Tuesday, March 25, 2014

A True Novel by Minae Mizumura

Once in a while I read a book which knocks my socks off. Lately, it's been A True Novel by Minae Mizumura. The novel is a "re-telling" of Wuthering Heights but set in Japan in the 1950s just after the war. It's absolutely fantastic.

First off, it's highly readable. The characters are complex and intriguing, particularly the main character (the "Heathcliff" of the novel), Taro Azuma. But more than this, what Mizumura does with the novel form is fascinating: the book has a very long (150 pages +) preface where she tells the "real" story of how she came to write the novel and which people she met in her life helped her see a way in to approaching this story. She writes about inspiration and creativity, about growing up in New York with echoes from the original novel (as though life itself were a kind of novel but only in the retelling of life itself). But the preface is, in many ways, as important as the novel itself. It sets up so many expectations and helps us navigate certain plot points in the retelling part. I kept returning to the original Wuthering Heights while reading it, wondering how Emily Bronte's novel would have opened up if she had added this long "true" part before the novel.

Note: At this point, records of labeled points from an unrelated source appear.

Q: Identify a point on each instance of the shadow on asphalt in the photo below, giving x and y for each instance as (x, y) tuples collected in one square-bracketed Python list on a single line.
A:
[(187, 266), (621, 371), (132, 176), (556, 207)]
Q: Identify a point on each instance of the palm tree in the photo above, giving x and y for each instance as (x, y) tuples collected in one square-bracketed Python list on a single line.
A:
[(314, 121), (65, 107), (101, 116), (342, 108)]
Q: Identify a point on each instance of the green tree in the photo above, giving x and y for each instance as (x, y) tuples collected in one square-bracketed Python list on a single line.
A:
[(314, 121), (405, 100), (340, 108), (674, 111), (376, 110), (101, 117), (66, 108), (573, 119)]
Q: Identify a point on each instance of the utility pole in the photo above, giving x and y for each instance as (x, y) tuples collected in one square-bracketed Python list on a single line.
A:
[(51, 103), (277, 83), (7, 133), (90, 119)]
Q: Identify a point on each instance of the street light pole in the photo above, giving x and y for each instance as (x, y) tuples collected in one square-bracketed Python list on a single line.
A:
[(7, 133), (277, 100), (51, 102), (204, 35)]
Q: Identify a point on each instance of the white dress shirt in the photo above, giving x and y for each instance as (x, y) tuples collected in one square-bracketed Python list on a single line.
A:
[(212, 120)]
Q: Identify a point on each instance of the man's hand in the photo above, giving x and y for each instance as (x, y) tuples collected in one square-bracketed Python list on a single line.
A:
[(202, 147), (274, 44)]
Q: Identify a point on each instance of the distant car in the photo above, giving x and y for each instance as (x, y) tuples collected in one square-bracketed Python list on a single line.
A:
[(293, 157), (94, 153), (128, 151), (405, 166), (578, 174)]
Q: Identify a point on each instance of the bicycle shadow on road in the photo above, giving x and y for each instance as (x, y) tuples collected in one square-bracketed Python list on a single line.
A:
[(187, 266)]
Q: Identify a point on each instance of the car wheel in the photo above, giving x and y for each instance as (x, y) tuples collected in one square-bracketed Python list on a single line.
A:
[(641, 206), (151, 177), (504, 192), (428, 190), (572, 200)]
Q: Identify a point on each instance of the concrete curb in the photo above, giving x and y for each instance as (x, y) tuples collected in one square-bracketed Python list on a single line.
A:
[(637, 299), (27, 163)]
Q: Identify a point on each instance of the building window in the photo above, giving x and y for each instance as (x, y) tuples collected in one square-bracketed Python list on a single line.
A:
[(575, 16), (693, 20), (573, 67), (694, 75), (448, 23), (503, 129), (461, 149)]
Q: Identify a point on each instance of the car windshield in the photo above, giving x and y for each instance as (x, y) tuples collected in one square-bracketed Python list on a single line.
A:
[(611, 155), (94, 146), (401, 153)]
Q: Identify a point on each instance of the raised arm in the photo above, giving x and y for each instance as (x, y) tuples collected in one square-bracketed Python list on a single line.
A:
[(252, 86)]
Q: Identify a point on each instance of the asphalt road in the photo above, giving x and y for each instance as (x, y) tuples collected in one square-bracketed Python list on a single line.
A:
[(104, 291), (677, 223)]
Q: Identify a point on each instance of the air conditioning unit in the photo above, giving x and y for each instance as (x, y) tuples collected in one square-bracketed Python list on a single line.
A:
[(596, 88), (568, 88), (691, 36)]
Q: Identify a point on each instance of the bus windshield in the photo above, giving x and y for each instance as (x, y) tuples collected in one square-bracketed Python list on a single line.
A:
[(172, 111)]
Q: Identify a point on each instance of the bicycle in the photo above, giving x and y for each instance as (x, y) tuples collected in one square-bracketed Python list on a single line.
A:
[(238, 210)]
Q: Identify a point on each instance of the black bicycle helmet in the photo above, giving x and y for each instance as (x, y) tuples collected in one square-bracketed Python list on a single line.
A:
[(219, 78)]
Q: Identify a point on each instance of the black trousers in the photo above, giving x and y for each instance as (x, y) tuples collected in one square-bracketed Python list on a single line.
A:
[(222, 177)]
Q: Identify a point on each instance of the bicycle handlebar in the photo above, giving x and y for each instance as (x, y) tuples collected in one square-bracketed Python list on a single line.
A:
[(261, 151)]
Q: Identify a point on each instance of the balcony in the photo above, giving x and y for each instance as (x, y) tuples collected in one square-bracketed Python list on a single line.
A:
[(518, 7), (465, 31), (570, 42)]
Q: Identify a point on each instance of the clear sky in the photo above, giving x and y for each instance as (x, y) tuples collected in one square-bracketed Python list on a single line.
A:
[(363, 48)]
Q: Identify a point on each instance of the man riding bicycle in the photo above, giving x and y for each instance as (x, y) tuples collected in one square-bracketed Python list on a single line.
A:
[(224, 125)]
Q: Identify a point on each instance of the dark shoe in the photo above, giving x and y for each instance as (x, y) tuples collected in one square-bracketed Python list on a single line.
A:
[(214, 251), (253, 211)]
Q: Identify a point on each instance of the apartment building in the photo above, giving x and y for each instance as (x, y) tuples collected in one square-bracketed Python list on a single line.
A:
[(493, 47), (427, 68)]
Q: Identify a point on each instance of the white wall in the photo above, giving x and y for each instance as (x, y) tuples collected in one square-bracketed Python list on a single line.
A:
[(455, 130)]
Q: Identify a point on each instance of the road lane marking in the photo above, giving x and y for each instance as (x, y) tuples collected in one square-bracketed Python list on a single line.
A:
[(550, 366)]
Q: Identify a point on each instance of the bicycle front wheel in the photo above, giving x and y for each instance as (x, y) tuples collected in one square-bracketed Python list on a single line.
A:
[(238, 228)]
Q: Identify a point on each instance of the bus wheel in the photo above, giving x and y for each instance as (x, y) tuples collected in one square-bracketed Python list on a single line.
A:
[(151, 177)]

The book has layers of tellings: the author tells us about her telling before she even tells it. Then some young man she meets in her real life becomes the basis of the main character who starts telling the story of the novel (Is he real? Is he fictional? Is he both?) but the bulk of the novel, as in Bronte's version, is told from the point of view of a housekeeper who witnesses the doomed love affair as an insider.

What I love about books that are retellings is when they open up the original and change it in a certain way for me, when I view that earlier work differently because of the retelling. The novel, like the original, looks at class but in very different ways that Bronte's novel. Mizumura is also interested in gender, in the war, in how the different generations approached love and violence. She explores the vastly different Japanese economy, what Japan was like when it was still a poor country.

At any rate, the book is nearly 1,000 pages long (but packaged beautifully in two separate volumes so they are easy to lug around) but I zipped through it in two weeks (a long time for me) and was enthralled in the novel from beginning to end. I highly recommend this book.